The prospect of moral hazard will tend to make buyers pessimistic about the risks they are likely to acquire. If relevant information isn’t disclosed to a buyer early enough, confidence can evaporate. Even if the seller never intended to hoodwink the buyer, this generally results in the conversation’s termination.

The combination of information asymmetry and moral hazard applies to all deals, whether a friendly merger, a complete sale of the business, or a transfer of assets combined with retention of some risk. The way to reduce both is to improve the information available to the other party.

Improve data quality

But how can a selling IFA go about this? Since buyers will study the management information, the most important thing you can do is improve the data to convey more confidence about the actual risks. The seller needs to do this before negotiations and due diligence; bad news discovered by a buyer will worsen their assessment of the actual risks and their subliminal perception of moral hazard.

We’re not talking about a full audit of regulatory records. Apart from being expensive, this is likely to generate extra work from false alarms without fixing many problems. The best approach is to find someone who can assess your data from a buyer’s point of view, using their practical experience to spot the risks that need covering off, and recommending actions to fill any gaps.
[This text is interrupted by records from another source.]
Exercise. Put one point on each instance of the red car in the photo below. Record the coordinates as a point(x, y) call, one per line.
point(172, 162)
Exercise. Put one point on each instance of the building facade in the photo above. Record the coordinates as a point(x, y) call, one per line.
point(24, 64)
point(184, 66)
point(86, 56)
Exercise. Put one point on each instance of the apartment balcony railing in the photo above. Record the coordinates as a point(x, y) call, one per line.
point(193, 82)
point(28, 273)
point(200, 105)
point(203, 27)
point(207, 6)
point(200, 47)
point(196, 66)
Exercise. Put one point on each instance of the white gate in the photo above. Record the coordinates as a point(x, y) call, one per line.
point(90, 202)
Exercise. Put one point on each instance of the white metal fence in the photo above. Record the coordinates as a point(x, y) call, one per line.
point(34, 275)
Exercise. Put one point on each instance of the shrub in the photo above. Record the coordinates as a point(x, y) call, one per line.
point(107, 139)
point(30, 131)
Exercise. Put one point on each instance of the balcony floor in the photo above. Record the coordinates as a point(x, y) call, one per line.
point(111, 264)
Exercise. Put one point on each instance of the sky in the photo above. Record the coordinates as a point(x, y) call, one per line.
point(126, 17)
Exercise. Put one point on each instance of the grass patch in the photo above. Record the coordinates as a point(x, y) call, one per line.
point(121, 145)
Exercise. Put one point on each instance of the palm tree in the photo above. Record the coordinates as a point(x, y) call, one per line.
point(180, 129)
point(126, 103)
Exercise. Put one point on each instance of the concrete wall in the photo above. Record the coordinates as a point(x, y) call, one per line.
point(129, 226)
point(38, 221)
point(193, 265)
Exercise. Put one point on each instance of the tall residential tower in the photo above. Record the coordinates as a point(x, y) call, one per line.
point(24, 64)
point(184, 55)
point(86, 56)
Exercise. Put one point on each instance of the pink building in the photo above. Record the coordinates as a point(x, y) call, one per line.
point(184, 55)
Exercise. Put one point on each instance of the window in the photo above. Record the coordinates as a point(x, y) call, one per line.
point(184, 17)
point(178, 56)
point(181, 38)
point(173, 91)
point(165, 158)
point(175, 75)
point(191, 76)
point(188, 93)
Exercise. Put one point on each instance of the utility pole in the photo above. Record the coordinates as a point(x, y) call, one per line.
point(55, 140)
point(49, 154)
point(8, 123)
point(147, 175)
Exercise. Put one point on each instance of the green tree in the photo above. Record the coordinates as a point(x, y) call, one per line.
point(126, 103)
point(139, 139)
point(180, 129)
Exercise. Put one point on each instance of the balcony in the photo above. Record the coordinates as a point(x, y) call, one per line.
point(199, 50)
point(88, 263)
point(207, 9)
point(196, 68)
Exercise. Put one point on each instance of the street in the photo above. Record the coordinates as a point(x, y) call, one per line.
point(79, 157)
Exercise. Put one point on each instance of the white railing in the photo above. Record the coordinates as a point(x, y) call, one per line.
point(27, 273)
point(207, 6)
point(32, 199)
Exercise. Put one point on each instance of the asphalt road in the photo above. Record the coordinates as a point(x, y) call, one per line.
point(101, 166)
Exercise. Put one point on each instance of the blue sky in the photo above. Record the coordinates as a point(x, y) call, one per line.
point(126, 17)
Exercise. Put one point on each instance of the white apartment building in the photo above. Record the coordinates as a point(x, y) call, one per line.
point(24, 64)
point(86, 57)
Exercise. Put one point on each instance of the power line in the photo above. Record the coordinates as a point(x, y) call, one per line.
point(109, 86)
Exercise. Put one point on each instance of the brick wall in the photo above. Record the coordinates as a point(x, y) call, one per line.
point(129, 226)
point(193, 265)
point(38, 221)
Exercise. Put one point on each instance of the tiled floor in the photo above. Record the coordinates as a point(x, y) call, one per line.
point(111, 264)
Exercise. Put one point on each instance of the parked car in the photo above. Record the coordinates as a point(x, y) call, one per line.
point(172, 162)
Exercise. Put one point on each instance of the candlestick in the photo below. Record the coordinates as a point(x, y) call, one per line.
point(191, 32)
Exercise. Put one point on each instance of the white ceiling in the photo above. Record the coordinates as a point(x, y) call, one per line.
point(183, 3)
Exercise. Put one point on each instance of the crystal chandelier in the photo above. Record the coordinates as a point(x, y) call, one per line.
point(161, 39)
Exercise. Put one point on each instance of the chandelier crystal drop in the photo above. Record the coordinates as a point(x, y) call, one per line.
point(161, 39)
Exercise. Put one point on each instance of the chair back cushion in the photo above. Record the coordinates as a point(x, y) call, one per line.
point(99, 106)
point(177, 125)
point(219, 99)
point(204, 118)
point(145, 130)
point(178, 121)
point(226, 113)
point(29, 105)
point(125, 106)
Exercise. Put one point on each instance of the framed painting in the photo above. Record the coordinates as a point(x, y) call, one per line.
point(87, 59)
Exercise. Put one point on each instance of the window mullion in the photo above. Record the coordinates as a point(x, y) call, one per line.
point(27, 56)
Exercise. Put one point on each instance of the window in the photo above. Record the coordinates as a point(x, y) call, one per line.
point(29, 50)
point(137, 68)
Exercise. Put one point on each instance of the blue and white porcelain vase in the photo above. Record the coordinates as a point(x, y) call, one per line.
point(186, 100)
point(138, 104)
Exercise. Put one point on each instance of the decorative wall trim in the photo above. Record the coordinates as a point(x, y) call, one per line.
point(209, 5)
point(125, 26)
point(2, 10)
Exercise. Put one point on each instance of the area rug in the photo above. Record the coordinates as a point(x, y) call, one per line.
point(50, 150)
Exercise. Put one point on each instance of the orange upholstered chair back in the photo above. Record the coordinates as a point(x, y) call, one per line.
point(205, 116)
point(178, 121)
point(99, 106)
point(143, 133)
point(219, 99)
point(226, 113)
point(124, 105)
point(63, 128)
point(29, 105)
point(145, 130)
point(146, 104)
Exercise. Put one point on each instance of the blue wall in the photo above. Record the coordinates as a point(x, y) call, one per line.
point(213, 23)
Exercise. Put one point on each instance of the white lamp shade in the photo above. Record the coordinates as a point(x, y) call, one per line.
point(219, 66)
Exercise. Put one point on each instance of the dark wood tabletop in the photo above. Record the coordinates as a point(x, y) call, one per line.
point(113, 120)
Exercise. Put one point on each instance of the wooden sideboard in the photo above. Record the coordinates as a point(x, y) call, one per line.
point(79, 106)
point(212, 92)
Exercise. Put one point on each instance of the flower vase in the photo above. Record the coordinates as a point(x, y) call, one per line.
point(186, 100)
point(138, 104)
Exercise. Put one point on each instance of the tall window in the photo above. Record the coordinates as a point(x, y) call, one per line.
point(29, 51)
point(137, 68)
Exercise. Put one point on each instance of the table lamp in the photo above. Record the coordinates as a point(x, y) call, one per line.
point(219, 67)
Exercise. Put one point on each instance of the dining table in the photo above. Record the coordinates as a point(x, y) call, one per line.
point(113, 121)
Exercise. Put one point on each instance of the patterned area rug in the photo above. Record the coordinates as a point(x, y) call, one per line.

These gaps appear, not through any pernicious intent, but through the ratcheting up of regulatory expectations over time. The issue they face is not knowing what steps to take to forward-fix them. An intelligent approach can help repair the data where necessary and streamline other fixes into everyday operations. This approach is crucial for esoteric issues like defined benefit transfers and non-standard investments that might scare buyers away if left unaddressed.

Although average business valuations have been stable over recent years, the deviation from the mean has ballooned, and there is less and less inefficiency in the valuation methodology as each transaction completes. We would always encourage vendors to prepare as much as possible before entering the exit process with their best foot forward. Improving your data quality changes the external assessment of the risks inherent in your business and increases the price you might achieve on sale. It also has other potential benefits:

  • The very act of improving your data – whether ‘OK’ data or ‘awkward’ data – and making it available reduces the likelihood of moral hazard – your business becomes a more attractive purchase.

  • The moral hazards inherent in professional indemnity insurance are making premiums more expensive, if you can get cover at all. In the short term, you improve your ability to obtain PI on reasonable terms, irrespective of when you might want to sell.

  • You can decide on the best deal structure, including whether to go for an asset sale or a share sale. There are pluses and minuses for both, but an asset sale means you will have to retain some risk. A better understanding of that risk will put you in an improved position to deal with regulatory capital requirements that could restrict access to your sale proceeds. Since insurers rely on data too, you will have a better chance of securing run-off insurance if needed.

  • You can avoid being ‘picked off’ during negotiations by dramatic last-minute discoveries of unhelpful data.

  • Finally, your customers will benefit from a high-quality transaction that serves all parties’ interests. Most transactions include a deferred element of the purchase price, and high purchaser and customer satisfaction will maximise this.

Risk assessment may sound complicated, but it uses understandable principles that drive the negotiations around a transaction. By applying these principles, an IFA can improve business attractiveness today and ensure the best possible price when selling.